BIO 150
Spring 2000

What do we Know About Psychological Sex?

  1. How does one classify psychological sex differences?
    Some individuals develop what used to be called perversions but are today called paraphilias. These people do unusual things to get sexually aroused (sniff panties, need to be beaten, suck their partner's false teeth, etc.). Some practice pederasty (sexual molestation of children) which is a criminal act as is rape. The causes of these departures from normal means of meeting partners and participating in sexual acts without special devices to stimulate erotic feeling is not known. Still another category involves people who are cross-dressers (transvestites) or who desire sexual surgery to switch sexes.

  2. What is the evidence that sexual orientation is innate?
    Only 2 to 10 % of humanity is homosexual. Homosexuals call themselves gay if the partners are two males and lesbians if the two partners are females. Kinsey in the late 1940s proposed that sexual orientation is not a clear set of categories but a spectrum that he assigned a range of 1 to 5 from exclusively homosexual to exclusively heterosexual. This is called the Kinsey scale of sexual orientation. Some males or females may have had only a few homosexual encounters but lived most of their lives as heterosexuals. Some people experiment in their youth and settle into a preference later in their adult lives. In the 1980s and 1990s several reports claimed that there was biological evidence of innate sexual orientation. One is based on brain anatomy (allegedly a region of the hypothalamus differs in males and females and in male homosexuals the size is characteristic of females). This has not been confirmed. A second is based on an alleged gene on the tip of the long arm of X chromosomes. This has also not been confirmed. No single psychological or biological theory prevails on the reasons throughout history this percent of humanity has a homosexual orientation.

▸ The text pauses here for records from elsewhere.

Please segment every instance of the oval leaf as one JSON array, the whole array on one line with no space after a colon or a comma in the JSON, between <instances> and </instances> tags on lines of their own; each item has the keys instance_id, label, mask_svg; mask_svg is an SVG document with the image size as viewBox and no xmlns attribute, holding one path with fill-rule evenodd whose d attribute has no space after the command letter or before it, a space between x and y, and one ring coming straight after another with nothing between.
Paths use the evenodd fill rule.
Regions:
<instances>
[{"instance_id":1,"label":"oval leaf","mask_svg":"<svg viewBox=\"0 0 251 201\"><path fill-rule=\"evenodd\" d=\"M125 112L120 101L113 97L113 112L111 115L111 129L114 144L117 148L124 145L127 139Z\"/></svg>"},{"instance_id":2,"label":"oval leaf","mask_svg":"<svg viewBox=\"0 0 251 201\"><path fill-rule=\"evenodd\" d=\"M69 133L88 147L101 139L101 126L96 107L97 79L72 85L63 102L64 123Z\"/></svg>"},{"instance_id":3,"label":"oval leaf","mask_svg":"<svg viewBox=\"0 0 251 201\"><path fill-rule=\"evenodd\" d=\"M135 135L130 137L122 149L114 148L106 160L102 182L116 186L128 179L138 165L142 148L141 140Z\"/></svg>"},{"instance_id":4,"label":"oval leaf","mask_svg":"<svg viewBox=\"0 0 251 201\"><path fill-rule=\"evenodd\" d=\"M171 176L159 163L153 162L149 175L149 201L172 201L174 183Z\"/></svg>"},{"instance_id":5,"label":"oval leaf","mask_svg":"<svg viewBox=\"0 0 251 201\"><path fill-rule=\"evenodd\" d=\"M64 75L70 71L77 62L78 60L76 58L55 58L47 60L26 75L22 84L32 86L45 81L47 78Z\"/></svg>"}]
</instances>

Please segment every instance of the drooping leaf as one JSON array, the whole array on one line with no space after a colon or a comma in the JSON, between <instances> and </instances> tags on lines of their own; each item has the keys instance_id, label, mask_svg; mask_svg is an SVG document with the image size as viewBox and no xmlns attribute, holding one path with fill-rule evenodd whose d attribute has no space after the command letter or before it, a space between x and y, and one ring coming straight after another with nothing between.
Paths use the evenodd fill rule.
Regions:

  3. What is the evidence that gender roles are largely cultural?
    The history and cultural anthropology of sex roles tells us that there is a lot of difference in the way males and females are expected to behave. Some societies are male dominated and females have little social or political life other than what their male relatives allow. Others give considerable equality to women and women enter as many professions as men when given that opportunity. Even within a culture values change. Women could not vote until the twentieth century. In the nineteenth century European and American married women could not own their own property and were considered subservient to their husband's wishes. It is not in our genes that makes a male call a female for a date. It is our cultural tradition that considers this a male's initiative.

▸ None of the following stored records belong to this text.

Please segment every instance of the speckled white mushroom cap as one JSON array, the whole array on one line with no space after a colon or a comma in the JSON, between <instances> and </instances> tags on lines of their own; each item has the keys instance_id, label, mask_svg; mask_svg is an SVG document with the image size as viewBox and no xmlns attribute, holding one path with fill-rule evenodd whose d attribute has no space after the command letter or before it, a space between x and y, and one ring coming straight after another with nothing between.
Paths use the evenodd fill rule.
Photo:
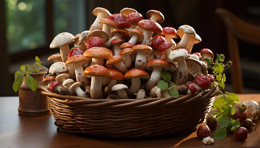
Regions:
<instances>
[{"instance_id":1,"label":"speckled white mushroom cap","mask_svg":"<svg viewBox=\"0 0 260 148\"><path fill-rule=\"evenodd\" d=\"M90 32L90 31L89 30L85 30L80 33L80 37L79 39L79 42L80 44L81 44L83 41L86 39L88 34ZM86 41L86 42L87 41Z\"/></svg>"},{"instance_id":2,"label":"speckled white mushroom cap","mask_svg":"<svg viewBox=\"0 0 260 148\"><path fill-rule=\"evenodd\" d=\"M65 63L58 62L53 63L50 66L49 69L49 73L53 75L54 74L57 73L62 73L67 71L68 67L65 66Z\"/></svg>"},{"instance_id":3,"label":"speckled white mushroom cap","mask_svg":"<svg viewBox=\"0 0 260 148\"><path fill-rule=\"evenodd\" d=\"M122 89L128 89L127 86L124 84L119 84L114 85L112 87L111 90L113 91L116 91Z\"/></svg>"},{"instance_id":4,"label":"speckled white mushroom cap","mask_svg":"<svg viewBox=\"0 0 260 148\"><path fill-rule=\"evenodd\" d=\"M50 45L50 48L55 48L62 46L66 44L71 44L75 39L74 36L68 32L62 32L56 36Z\"/></svg>"}]
</instances>

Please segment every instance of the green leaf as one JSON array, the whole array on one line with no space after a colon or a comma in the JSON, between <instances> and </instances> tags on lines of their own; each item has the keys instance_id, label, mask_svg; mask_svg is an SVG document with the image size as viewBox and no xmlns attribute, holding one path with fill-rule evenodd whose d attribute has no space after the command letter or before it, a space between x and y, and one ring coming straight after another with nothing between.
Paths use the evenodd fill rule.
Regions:
<instances>
[{"instance_id":1,"label":"green leaf","mask_svg":"<svg viewBox=\"0 0 260 148\"><path fill-rule=\"evenodd\" d=\"M221 63L218 63L214 66L214 69L218 73L221 73L224 70L224 65Z\"/></svg>"},{"instance_id":2,"label":"green leaf","mask_svg":"<svg viewBox=\"0 0 260 148\"><path fill-rule=\"evenodd\" d=\"M222 106L222 107L221 108L221 109L222 109L222 110L224 110L228 108L229 106L229 104L228 103L226 103L223 104L223 106Z\"/></svg>"},{"instance_id":3,"label":"green leaf","mask_svg":"<svg viewBox=\"0 0 260 148\"><path fill-rule=\"evenodd\" d=\"M168 84L163 80L160 80L158 82L157 86L163 90L165 90L168 88Z\"/></svg>"},{"instance_id":4,"label":"green leaf","mask_svg":"<svg viewBox=\"0 0 260 148\"><path fill-rule=\"evenodd\" d=\"M15 77L12 86L13 89L16 93L19 89L19 88L23 83L23 74L22 73L17 72L18 71L16 71L16 72L15 74Z\"/></svg>"},{"instance_id":5,"label":"green leaf","mask_svg":"<svg viewBox=\"0 0 260 148\"><path fill-rule=\"evenodd\" d=\"M230 103L231 103L233 101L235 101L238 102L239 101L239 98L236 94L233 93L228 93L228 95L227 97L228 98L228 102Z\"/></svg>"},{"instance_id":6,"label":"green leaf","mask_svg":"<svg viewBox=\"0 0 260 148\"><path fill-rule=\"evenodd\" d=\"M216 130L214 132L214 139L220 140L226 138L227 131L225 128L219 128Z\"/></svg>"},{"instance_id":7,"label":"green leaf","mask_svg":"<svg viewBox=\"0 0 260 148\"><path fill-rule=\"evenodd\" d=\"M225 59L225 56L224 54L220 54L219 57L219 61L221 62L224 62Z\"/></svg>"},{"instance_id":8,"label":"green leaf","mask_svg":"<svg viewBox=\"0 0 260 148\"><path fill-rule=\"evenodd\" d=\"M173 87L170 90L170 94L174 98L178 98L179 97L179 91L174 87Z\"/></svg>"},{"instance_id":9,"label":"green leaf","mask_svg":"<svg viewBox=\"0 0 260 148\"><path fill-rule=\"evenodd\" d=\"M234 115L236 113L236 108L234 106L231 107L231 111L230 111L230 114L231 115Z\"/></svg>"},{"instance_id":10,"label":"green leaf","mask_svg":"<svg viewBox=\"0 0 260 148\"><path fill-rule=\"evenodd\" d=\"M34 92L37 89L38 85L37 81L28 74L26 74L26 83L29 87Z\"/></svg>"},{"instance_id":11,"label":"green leaf","mask_svg":"<svg viewBox=\"0 0 260 148\"><path fill-rule=\"evenodd\" d=\"M229 126L231 123L229 119L222 117L218 121L218 124L220 128L223 128Z\"/></svg>"},{"instance_id":12,"label":"green leaf","mask_svg":"<svg viewBox=\"0 0 260 148\"><path fill-rule=\"evenodd\" d=\"M223 110L221 108L222 106L225 102L226 99L224 96L217 98L215 98L215 100L213 103L213 106L221 111Z\"/></svg>"},{"instance_id":13,"label":"green leaf","mask_svg":"<svg viewBox=\"0 0 260 148\"><path fill-rule=\"evenodd\" d=\"M162 76L162 79L166 81L171 81L171 79L172 78L172 76L170 73L167 72L161 72L161 75Z\"/></svg>"}]
</instances>

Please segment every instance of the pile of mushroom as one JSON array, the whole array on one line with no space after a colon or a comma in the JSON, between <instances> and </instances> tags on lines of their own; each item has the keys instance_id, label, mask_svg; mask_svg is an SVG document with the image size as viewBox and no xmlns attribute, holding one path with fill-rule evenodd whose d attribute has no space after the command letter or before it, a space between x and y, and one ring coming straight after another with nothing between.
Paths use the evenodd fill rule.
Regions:
<instances>
[{"instance_id":1,"label":"pile of mushroom","mask_svg":"<svg viewBox=\"0 0 260 148\"><path fill-rule=\"evenodd\" d=\"M208 74L204 59L214 55L207 48L191 54L201 41L192 27L163 28L159 23L164 17L154 10L144 19L129 8L112 14L98 7L93 14L96 18L89 30L75 36L61 33L51 43L50 48L59 48L60 53L48 58L54 63L42 84L50 91L95 99L170 97L171 87L157 86L162 72L171 74L179 94L210 86L214 77ZM176 44L173 39L179 37Z\"/></svg>"}]
</instances>

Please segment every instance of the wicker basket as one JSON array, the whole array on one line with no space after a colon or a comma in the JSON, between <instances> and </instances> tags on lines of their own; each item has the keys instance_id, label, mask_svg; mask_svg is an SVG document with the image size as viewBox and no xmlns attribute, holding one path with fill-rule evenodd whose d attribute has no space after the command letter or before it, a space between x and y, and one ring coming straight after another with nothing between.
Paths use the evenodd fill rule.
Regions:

  4. What is the influence of hormones on behavior?
    It has long been known that males who are castrated (have their testes removed) experience changes in their personalities. They become less aggressive, lose incentive for their work, and lose the capacity for sexual arousal. Women who have tumors of the adrenal gland develop masculine physical features (bearded ladies) and may become more aggressive in personality. Girls who had surgery to remove male external genitals when treated for congenital adrenalhyperplasia often have a boy's rough and tumble playing activity as they enter toddler and child phases of their life cycle.